Berlin Iron Jewellery had been manufactured since the start of the century at the Royal Berlin Foundry where it made all sorts of household goods such as vases, bowls, knife stands – and the odd necklace or two. But in 1813 the then Prussian royal family lead by Fredrick William III urged their citizens to hand in their gold and precious metal jewellery to help fund the uprising against Napoleon. In return for their gold, the citizens received iron jewellery inscribed with Gold gab ich für Eisen (I gave gold for iron). This continued for a couple of years, but alongside this patriotic endeavour another trend grew for commissioned iron jewellery and these pieces were as you might imagine quite a bit more intricate. Beautiful – and of course now, quite rightly, collectors items.
Hello Latvia – Eh!
So far I am guessing that you are wondering where this is all going? Well this image of one the covers might give you a clue. Graphic art at its best – and on every single cover since it started. Just look at them all – absolutely stunning! Well done Ilmars Rumpeters (artist for most of these).

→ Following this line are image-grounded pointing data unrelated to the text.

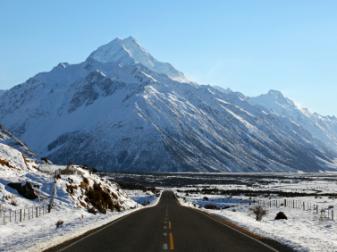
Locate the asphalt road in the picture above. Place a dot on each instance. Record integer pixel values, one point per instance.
(167, 227)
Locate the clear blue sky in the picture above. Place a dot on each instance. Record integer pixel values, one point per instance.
(249, 46)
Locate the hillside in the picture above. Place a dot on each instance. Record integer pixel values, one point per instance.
(122, 110)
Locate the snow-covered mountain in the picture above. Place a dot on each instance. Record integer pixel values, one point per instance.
(121, 109)
(323, 128)
(7, 138)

Well my love of paper art knows no bounds and I can’t ever get enough of clever use of tree pulp. The german artist Simon Shubert – well he does it just with gentle folds and creases, creating a superb, subtle beauty with an almost ghost like quality.
If you don’t get it just with the one image here, then click and and view his gallery all at once to experience the full impact of his work.
News at auction
One of the usual features in the magazine is “News at auction” that highlights some of the most notable sales of Patek watches since the previous issue. This time there was a transaction of particular note: at Christie’s in Geneva on May 10th of this year a watch changed hands for the princely sum of (wait for it)… US$5,708,890!
This unique 1943 yellow gold perpetual calendar chronograph is now the most expensive wrist watch in history – and it more than doubled its pre-sale estimate; so much for the global recession! Ah, now if I just wait long enough my ref.5110 World Time might just be worth at least a percentage or two of that amount!